In Mandalay, the country’s second-biggest city, a funeral was held for 37-year-old Thet Naing Win, one of two protesters shot dead by security forces on Saturday.

Numbers were down from Monday’s massive crowds, but groups of demonstrators in Yangon, the country’s biggest city, assembled again at various venues on Tuesday for peaceful protests.

Protesters trained their ire on a new target on Tuesday, gathering outside the Indonesian Embassy in response to a news report that Jakarta was proposing to its regional neighbours that they offer qualified support for the junta’s plan for a new election next year. The demonstrators demand that the results of last year’s election, won in a landslide by Aung San Suu Kyi’s National League for Democracy party, to be honoured.

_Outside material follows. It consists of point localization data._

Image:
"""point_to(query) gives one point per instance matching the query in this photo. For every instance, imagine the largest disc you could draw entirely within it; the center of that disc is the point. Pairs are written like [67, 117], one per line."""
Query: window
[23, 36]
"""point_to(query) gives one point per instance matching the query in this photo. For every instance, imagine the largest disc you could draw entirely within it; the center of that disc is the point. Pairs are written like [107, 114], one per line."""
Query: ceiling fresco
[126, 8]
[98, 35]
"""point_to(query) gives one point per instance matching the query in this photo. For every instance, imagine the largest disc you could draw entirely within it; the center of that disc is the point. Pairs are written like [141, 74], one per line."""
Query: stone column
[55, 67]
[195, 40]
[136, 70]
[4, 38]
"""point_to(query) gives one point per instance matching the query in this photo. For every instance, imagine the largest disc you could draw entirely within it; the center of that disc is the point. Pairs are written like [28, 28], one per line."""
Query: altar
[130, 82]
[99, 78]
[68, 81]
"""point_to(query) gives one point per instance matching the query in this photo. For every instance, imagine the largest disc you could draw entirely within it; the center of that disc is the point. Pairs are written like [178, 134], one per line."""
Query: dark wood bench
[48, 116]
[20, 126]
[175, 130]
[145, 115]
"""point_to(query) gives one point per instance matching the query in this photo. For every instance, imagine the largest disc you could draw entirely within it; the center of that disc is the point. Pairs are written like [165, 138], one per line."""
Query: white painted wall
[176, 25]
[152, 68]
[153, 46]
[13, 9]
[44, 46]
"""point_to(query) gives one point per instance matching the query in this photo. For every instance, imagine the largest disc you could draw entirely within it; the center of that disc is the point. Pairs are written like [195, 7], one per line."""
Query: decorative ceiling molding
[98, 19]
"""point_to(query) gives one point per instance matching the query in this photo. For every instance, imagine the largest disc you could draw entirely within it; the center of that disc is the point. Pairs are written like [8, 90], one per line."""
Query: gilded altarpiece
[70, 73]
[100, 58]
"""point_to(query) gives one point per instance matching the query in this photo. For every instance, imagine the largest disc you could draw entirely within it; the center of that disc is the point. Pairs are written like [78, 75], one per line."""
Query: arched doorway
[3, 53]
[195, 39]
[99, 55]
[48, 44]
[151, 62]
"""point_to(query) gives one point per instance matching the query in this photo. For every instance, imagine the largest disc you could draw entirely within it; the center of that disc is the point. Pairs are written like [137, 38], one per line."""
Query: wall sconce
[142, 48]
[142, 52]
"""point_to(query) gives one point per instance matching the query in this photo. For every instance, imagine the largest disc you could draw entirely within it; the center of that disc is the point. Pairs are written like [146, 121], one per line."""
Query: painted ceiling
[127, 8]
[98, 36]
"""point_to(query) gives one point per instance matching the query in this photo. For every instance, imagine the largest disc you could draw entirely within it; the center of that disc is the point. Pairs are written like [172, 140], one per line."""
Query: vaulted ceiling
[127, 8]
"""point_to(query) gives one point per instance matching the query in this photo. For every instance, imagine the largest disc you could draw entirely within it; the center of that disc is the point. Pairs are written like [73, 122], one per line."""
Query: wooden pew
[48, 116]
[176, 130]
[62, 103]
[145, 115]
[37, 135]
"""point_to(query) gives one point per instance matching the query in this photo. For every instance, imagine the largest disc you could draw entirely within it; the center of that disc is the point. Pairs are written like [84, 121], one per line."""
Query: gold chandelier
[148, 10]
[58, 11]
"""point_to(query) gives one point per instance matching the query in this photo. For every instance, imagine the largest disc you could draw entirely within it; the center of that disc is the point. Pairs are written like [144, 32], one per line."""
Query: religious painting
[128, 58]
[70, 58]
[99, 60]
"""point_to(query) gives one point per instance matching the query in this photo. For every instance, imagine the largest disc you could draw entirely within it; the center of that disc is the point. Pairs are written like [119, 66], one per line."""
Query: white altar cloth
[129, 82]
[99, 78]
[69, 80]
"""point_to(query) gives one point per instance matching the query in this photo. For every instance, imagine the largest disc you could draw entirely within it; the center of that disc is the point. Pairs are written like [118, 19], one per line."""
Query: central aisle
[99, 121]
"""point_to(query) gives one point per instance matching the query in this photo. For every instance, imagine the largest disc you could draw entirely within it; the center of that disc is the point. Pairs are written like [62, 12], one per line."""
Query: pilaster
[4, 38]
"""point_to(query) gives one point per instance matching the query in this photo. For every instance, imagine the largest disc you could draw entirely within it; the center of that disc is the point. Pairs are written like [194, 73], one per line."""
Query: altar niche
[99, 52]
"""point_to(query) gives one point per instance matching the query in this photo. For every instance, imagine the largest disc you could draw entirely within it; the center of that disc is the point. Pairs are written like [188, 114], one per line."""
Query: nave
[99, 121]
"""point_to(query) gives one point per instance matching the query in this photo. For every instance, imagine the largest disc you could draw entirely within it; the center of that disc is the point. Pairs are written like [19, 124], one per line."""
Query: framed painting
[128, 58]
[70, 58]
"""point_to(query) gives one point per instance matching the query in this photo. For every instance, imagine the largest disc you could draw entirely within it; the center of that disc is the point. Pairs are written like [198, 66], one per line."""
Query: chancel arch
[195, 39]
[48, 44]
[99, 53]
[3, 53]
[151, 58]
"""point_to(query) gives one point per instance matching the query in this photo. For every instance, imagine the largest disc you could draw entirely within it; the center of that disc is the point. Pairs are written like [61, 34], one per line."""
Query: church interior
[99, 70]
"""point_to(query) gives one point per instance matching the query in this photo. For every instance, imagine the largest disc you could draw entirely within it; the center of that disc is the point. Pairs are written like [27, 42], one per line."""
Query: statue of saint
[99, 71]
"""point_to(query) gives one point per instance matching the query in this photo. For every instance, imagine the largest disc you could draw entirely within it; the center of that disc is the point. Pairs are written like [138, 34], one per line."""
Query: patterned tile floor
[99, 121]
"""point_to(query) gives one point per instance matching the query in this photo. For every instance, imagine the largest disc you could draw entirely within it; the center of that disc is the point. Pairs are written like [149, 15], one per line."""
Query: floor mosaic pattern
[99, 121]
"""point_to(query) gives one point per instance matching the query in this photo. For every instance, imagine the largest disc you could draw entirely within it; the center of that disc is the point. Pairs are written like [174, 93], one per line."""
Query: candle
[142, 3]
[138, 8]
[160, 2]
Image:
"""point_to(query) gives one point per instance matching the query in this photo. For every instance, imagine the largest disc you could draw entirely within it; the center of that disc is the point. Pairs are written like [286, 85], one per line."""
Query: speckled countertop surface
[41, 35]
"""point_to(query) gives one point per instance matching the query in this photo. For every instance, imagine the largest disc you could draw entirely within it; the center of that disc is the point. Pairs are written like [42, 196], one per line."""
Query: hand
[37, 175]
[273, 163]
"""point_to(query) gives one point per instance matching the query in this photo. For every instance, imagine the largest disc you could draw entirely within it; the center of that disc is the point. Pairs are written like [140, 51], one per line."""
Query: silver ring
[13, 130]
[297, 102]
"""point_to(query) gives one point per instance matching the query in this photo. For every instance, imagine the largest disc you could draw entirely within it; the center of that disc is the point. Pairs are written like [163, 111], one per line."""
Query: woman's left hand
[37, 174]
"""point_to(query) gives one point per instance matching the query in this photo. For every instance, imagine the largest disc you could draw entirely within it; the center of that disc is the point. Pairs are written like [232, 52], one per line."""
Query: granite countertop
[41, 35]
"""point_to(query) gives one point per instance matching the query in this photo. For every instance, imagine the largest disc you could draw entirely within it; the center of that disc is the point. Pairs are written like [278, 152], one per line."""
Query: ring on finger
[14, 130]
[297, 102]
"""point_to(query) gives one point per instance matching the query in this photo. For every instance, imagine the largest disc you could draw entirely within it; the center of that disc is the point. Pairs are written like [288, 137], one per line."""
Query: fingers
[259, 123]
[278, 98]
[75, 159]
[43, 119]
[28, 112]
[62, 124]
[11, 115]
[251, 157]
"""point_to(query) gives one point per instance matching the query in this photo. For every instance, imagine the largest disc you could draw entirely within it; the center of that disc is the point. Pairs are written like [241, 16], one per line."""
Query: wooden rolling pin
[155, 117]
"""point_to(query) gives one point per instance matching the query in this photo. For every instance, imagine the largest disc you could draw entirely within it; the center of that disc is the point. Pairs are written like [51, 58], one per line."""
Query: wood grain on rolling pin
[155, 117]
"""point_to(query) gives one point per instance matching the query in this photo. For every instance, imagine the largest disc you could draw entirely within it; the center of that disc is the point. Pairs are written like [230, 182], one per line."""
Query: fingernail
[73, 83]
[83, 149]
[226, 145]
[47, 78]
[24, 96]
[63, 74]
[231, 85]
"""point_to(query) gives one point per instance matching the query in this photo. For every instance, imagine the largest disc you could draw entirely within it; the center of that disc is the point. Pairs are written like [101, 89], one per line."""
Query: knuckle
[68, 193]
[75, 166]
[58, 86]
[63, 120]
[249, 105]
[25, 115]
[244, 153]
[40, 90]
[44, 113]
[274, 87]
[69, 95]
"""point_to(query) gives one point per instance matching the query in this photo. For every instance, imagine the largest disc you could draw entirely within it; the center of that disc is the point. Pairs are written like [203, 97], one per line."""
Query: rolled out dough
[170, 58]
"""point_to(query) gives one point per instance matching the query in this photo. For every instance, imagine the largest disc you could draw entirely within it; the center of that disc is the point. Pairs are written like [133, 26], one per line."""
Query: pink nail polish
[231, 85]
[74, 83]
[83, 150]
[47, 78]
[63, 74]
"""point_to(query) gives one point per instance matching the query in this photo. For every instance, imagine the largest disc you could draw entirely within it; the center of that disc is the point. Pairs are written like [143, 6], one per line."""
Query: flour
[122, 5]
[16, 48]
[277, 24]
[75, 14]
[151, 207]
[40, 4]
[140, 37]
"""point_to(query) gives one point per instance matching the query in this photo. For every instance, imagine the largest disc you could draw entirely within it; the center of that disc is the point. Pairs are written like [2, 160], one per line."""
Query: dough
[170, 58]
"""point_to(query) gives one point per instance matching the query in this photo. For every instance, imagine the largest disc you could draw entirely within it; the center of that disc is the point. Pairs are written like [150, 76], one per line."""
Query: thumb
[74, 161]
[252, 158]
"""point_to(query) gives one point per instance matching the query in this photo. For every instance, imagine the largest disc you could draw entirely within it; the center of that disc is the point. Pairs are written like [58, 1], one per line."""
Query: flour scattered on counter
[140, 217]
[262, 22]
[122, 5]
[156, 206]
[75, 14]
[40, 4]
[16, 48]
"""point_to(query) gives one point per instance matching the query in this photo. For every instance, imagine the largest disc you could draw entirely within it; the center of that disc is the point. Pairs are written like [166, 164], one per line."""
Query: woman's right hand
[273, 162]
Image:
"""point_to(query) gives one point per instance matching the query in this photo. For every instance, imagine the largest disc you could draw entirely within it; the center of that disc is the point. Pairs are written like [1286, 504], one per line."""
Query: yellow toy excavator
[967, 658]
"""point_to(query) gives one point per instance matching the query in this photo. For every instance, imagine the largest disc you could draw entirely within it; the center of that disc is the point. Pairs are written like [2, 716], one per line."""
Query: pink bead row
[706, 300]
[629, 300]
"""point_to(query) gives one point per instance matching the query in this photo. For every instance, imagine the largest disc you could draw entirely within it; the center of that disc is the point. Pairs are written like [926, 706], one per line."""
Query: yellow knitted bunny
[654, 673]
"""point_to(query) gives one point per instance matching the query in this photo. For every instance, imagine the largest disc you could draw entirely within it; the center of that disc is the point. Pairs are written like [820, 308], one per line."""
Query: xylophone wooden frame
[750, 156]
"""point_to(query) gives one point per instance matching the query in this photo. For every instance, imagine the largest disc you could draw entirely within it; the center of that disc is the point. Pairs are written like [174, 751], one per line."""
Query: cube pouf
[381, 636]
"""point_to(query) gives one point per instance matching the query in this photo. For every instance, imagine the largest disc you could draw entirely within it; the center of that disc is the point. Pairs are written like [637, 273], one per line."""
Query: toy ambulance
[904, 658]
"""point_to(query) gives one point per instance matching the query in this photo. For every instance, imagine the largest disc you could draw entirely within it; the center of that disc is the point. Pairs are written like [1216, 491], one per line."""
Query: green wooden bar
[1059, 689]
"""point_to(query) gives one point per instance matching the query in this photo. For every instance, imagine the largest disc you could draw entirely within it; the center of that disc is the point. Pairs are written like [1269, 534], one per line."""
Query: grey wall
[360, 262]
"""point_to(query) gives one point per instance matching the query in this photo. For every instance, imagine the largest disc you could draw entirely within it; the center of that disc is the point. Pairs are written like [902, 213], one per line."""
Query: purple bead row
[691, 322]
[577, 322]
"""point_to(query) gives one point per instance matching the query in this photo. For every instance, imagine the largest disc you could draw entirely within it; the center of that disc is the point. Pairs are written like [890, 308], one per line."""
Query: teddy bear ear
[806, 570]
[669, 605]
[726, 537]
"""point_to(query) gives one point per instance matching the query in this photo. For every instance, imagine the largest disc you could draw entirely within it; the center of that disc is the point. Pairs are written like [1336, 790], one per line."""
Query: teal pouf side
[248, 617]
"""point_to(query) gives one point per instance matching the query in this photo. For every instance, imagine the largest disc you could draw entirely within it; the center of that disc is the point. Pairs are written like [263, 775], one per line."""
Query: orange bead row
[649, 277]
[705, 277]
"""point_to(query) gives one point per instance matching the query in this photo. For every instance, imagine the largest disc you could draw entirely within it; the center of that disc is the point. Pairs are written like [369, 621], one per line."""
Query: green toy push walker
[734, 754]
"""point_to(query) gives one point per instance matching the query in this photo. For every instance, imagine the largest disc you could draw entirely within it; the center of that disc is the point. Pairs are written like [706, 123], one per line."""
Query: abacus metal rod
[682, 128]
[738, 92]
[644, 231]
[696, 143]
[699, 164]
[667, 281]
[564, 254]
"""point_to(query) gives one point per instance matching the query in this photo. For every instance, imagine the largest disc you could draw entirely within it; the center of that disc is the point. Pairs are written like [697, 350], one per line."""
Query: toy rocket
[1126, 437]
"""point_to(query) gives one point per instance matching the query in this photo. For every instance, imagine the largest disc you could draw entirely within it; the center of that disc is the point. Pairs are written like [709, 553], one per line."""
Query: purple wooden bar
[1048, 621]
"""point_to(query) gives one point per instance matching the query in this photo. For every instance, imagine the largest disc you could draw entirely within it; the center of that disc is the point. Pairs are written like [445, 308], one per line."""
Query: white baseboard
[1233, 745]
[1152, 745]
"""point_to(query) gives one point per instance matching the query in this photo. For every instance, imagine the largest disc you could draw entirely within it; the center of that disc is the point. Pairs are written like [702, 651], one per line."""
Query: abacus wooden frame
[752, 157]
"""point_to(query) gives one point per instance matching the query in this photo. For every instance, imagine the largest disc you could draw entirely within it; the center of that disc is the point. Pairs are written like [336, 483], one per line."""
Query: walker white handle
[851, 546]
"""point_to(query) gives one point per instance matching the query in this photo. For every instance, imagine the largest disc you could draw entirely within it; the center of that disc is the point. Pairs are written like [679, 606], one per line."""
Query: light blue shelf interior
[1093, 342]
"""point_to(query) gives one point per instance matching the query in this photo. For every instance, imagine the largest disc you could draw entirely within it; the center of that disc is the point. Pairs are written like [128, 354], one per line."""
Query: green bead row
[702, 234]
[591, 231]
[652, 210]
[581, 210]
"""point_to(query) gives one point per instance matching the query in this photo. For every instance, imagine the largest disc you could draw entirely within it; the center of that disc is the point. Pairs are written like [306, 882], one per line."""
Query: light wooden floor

Indonesian Foreign Ministry spokesperson Teuku Faizasyah denied the report, saying on Tuesday that it “is not Indonesia’s position at all to support a new election in Myanmar.”

There is continuing international concern over Myanmar, with Foreign Ministers from the Group of Seven nations on Tuesday issuing their second statement since the coup.

“Anyone responding to peaceful protests with violence must be held to account,” they said. The group also condemned restrictions on freedom of expression, including arrests and the blocking of internet access, and called for the release of Suu Kyi and her colleagues.

The U.S. and several Western governments have called for the junta to refrain from violence, release detainees and restore Suu Kyi’s government.

On Monday, the U.S. said it was imposing sanctions against more junta members because of the killing of peaceful protesters by security forces.